Her original return flight from the international space station was scheduled for late June, but a hail storm in February that damaged the space shuttle Atlantis' fuel tank delayed the 2007 schedule by months.

Atlantis, originally due to launch in March, is now scheduled to lift off in early June. Space station and shuttle managers agreed to swap out the station crew members then, instead of on the shuttle Endeavour's June flight as initially planned. Endeavour's flight was pushed back to August.

Williams will be replaced by Clay Anderson as the United States' next space station resident. NASA has had a continuous presence aboard the orbiting space lab since 2000.

About 200 pounds of supplies and maintenance items will be sent to the station on later flights to make room for the crew members and their gear on Atlantis.
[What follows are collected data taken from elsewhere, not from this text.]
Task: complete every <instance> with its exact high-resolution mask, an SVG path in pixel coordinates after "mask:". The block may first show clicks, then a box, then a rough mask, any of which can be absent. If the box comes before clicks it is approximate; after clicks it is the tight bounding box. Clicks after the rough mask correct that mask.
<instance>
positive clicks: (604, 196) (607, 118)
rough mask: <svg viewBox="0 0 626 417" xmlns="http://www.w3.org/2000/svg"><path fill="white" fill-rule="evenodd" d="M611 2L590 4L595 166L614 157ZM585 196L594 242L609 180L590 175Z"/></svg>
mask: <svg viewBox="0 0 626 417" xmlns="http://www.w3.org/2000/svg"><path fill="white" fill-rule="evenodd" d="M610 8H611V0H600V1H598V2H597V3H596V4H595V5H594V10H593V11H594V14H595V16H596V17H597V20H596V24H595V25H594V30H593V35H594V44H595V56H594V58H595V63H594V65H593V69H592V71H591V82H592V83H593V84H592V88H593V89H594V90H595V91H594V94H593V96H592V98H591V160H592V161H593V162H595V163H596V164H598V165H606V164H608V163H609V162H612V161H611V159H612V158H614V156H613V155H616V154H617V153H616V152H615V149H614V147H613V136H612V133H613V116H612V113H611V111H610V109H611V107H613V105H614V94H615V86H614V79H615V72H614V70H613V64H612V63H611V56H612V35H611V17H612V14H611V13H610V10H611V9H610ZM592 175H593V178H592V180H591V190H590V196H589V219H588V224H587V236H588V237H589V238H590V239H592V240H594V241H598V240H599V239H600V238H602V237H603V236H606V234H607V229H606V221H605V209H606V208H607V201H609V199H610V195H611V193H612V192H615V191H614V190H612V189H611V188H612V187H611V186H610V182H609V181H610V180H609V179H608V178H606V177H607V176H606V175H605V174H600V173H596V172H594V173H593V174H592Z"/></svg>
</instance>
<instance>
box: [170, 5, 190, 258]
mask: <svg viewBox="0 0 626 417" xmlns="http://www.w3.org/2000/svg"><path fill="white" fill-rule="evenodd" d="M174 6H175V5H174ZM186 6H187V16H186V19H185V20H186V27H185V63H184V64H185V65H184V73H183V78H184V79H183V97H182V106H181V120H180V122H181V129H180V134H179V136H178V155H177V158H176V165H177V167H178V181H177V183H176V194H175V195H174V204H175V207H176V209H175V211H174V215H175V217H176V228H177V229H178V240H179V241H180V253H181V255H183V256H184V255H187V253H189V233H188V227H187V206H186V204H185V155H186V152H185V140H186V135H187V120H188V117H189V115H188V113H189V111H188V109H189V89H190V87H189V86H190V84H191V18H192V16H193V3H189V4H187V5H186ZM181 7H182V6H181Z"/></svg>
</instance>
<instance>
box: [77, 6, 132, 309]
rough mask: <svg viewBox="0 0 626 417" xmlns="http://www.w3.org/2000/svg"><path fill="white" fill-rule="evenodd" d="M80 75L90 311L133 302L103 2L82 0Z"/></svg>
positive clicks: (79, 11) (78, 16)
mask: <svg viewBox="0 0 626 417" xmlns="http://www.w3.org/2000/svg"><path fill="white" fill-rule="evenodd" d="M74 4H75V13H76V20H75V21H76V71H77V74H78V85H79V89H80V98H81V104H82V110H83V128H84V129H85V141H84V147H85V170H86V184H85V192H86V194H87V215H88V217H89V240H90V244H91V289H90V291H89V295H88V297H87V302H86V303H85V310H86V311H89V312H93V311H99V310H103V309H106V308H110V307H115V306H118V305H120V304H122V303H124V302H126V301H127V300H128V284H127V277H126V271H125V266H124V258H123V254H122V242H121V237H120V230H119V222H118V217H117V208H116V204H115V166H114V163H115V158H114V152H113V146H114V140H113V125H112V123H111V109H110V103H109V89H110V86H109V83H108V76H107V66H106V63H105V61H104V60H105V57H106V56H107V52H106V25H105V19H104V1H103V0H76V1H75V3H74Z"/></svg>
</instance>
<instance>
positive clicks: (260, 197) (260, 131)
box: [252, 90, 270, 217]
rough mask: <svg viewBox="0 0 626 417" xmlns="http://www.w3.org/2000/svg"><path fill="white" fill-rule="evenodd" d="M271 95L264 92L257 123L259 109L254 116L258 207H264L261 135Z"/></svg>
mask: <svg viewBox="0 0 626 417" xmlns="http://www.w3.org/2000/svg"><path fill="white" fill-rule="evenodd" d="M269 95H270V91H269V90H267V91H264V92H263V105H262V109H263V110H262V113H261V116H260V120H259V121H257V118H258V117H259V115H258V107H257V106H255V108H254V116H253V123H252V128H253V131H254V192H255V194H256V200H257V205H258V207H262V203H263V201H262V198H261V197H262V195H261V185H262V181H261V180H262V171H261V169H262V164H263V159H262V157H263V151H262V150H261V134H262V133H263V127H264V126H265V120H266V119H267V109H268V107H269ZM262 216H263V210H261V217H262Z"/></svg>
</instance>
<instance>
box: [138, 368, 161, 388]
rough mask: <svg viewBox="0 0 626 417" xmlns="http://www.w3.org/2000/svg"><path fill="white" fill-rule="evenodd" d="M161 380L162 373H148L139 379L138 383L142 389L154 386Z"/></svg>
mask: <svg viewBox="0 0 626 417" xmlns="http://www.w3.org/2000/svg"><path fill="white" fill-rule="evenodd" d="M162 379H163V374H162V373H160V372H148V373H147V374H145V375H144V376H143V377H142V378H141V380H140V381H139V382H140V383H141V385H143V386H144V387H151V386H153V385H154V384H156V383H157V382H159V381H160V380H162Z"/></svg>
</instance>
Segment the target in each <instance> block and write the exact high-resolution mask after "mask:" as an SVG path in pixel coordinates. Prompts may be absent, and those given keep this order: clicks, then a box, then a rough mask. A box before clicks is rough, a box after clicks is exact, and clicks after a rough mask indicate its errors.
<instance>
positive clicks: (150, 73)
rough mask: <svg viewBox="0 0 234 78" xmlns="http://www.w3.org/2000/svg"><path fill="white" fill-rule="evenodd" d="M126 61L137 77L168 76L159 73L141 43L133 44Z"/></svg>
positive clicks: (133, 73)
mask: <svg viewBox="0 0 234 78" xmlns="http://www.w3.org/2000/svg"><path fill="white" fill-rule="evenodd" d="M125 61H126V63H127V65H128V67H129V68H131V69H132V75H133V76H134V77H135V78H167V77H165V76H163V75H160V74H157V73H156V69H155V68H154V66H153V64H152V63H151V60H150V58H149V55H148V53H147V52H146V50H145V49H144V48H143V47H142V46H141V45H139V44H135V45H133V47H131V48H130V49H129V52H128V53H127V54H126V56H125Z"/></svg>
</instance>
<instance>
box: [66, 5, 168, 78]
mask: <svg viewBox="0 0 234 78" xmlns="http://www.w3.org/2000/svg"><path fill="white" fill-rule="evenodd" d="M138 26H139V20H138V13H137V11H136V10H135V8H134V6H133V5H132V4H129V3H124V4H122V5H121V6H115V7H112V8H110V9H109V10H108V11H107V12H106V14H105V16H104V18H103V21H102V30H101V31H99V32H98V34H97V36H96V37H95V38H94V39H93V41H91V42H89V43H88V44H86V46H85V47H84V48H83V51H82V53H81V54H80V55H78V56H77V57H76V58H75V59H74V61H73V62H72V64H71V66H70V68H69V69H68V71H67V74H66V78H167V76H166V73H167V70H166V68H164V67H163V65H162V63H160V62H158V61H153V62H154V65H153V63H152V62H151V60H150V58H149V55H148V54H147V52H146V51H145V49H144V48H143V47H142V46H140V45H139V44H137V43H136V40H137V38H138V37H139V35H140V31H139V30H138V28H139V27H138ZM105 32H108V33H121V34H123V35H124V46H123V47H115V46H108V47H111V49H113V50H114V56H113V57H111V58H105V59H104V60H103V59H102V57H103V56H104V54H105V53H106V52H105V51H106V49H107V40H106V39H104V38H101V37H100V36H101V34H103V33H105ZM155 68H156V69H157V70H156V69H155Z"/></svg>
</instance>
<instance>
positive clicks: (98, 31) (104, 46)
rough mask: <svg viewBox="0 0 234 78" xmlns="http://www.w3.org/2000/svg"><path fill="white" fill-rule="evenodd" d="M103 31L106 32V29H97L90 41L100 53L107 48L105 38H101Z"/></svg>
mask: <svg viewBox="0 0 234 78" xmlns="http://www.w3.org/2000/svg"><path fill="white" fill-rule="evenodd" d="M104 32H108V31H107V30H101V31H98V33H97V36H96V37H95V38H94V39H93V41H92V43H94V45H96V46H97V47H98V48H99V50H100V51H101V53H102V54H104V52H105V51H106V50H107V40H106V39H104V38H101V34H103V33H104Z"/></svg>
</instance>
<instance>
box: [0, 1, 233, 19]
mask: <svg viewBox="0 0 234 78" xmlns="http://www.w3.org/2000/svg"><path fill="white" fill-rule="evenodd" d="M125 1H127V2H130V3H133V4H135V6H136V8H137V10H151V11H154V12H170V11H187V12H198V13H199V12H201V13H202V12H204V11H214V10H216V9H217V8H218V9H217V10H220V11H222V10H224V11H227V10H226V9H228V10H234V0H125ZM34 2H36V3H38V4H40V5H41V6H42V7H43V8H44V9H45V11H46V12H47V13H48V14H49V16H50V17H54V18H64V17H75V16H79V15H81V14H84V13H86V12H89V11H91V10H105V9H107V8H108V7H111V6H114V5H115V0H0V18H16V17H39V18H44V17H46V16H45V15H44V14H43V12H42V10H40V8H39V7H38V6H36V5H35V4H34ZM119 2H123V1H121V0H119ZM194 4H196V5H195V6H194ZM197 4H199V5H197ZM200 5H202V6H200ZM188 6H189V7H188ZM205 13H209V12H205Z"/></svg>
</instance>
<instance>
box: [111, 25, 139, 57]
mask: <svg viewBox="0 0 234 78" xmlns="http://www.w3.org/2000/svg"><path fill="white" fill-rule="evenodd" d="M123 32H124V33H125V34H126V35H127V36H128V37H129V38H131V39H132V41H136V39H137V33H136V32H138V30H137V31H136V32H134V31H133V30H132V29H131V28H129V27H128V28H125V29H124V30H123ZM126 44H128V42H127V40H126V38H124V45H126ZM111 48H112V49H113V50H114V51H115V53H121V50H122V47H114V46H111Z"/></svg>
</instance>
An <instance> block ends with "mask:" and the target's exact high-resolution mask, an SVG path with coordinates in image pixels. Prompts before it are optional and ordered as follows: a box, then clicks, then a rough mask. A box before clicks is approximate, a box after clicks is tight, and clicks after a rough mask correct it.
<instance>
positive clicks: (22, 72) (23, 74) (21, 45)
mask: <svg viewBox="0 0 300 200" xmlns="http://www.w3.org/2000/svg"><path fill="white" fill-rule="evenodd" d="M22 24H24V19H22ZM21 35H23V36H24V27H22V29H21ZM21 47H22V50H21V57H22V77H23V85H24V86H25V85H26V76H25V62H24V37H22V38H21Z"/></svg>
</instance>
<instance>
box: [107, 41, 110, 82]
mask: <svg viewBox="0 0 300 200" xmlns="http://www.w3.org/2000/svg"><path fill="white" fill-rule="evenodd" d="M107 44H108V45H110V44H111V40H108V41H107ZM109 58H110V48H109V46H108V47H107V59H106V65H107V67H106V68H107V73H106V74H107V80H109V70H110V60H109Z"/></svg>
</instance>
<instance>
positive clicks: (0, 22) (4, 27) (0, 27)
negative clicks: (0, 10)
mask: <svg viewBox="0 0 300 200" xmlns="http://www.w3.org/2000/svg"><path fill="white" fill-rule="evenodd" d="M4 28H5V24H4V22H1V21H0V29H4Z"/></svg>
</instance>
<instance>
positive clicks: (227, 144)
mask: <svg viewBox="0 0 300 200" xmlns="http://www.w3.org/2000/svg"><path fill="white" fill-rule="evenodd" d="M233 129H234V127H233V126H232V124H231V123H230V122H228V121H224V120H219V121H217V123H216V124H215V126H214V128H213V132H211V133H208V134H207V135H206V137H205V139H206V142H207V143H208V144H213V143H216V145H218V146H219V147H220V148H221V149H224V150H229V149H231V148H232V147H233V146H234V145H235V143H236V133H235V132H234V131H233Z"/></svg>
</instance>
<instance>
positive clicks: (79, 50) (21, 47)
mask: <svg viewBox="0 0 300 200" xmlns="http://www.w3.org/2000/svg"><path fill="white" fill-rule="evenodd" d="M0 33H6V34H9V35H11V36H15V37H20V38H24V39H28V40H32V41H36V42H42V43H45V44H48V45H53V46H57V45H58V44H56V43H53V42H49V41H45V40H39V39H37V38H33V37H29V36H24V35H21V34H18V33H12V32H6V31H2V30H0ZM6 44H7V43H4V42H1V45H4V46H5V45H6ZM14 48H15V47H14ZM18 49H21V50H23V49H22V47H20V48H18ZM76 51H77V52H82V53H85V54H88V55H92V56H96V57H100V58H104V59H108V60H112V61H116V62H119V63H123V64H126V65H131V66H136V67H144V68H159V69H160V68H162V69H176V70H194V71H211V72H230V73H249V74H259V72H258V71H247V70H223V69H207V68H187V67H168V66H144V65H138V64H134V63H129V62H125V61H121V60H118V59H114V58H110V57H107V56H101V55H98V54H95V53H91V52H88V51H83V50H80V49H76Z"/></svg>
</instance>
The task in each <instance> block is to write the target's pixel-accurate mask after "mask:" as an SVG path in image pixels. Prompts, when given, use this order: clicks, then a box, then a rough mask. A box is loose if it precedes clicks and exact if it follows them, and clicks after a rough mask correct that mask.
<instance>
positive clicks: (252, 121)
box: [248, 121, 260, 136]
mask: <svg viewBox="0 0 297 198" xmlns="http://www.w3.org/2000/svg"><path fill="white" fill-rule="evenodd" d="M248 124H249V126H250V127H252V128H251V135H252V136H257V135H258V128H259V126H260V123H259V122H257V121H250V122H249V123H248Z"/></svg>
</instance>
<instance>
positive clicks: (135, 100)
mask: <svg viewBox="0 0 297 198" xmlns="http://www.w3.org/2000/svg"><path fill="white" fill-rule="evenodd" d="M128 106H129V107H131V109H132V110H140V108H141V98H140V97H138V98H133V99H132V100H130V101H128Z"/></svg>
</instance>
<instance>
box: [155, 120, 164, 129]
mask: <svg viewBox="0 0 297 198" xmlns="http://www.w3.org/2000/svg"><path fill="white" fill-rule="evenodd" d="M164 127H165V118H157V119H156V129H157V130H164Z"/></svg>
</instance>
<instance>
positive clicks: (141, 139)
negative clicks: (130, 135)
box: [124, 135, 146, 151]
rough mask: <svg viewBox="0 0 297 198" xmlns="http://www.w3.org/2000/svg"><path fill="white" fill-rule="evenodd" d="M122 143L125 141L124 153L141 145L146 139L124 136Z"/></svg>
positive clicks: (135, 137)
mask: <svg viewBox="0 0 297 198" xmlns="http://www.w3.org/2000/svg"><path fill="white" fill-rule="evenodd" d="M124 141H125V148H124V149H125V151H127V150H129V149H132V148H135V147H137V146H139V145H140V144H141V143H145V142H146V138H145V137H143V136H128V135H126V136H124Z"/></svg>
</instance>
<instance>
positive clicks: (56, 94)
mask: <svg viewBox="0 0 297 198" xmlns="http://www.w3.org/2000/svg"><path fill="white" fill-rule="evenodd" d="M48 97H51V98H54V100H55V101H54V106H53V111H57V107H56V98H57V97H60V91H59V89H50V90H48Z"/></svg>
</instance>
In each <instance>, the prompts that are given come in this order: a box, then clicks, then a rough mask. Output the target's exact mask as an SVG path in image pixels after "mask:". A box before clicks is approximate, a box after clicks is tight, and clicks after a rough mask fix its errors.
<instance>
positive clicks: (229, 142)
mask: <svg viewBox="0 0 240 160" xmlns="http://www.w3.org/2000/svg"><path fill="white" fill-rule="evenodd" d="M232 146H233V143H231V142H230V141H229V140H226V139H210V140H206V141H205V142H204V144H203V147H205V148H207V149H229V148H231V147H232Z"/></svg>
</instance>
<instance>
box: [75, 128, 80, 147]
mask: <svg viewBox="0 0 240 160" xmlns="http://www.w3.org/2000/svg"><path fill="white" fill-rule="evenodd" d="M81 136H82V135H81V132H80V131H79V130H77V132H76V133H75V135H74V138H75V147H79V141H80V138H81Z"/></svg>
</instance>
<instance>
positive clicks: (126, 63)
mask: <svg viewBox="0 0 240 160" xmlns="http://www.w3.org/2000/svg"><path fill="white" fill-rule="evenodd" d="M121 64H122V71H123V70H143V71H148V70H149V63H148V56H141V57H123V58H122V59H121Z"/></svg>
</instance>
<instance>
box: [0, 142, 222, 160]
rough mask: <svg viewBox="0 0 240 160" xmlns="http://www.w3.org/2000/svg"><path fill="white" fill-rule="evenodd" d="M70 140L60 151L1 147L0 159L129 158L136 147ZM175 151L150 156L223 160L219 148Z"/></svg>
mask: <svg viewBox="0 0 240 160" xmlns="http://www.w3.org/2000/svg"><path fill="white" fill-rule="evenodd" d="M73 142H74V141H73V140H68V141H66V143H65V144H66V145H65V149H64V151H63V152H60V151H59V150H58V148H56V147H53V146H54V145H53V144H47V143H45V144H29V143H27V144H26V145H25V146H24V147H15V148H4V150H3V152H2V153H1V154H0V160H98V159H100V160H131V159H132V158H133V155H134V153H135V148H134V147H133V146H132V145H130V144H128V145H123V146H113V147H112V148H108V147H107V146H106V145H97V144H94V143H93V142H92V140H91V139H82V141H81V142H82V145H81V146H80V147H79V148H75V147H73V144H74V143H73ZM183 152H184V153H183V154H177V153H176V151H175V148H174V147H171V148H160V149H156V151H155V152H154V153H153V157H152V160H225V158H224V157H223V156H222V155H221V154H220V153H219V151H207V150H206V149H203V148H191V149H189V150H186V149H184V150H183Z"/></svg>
NASA likes its astronauts to stay in space no longer than half a year because of the effects of weightlessness on bone and muscle density, and the astronauts' exposure to radiation.

Williams sounded pleased when Mission Control shared the news Thursday afternoon.

"That's pretty good," she said.

This switch means Williams is unlikely to break the U.S. record for continuous time in space, as had been expected — she would have to be in the cosmos until July 13 to do that — but if Atlantis lands as scheduled on June 19, she will set a 192-day record for a female astronaut in space.

William's former crewmate Michael Lopez-Alegria set the U.S. record when he returned to Earth this month after 215 days in space.

The longest stay in space was 437 days by Russian Valeri Polyakov.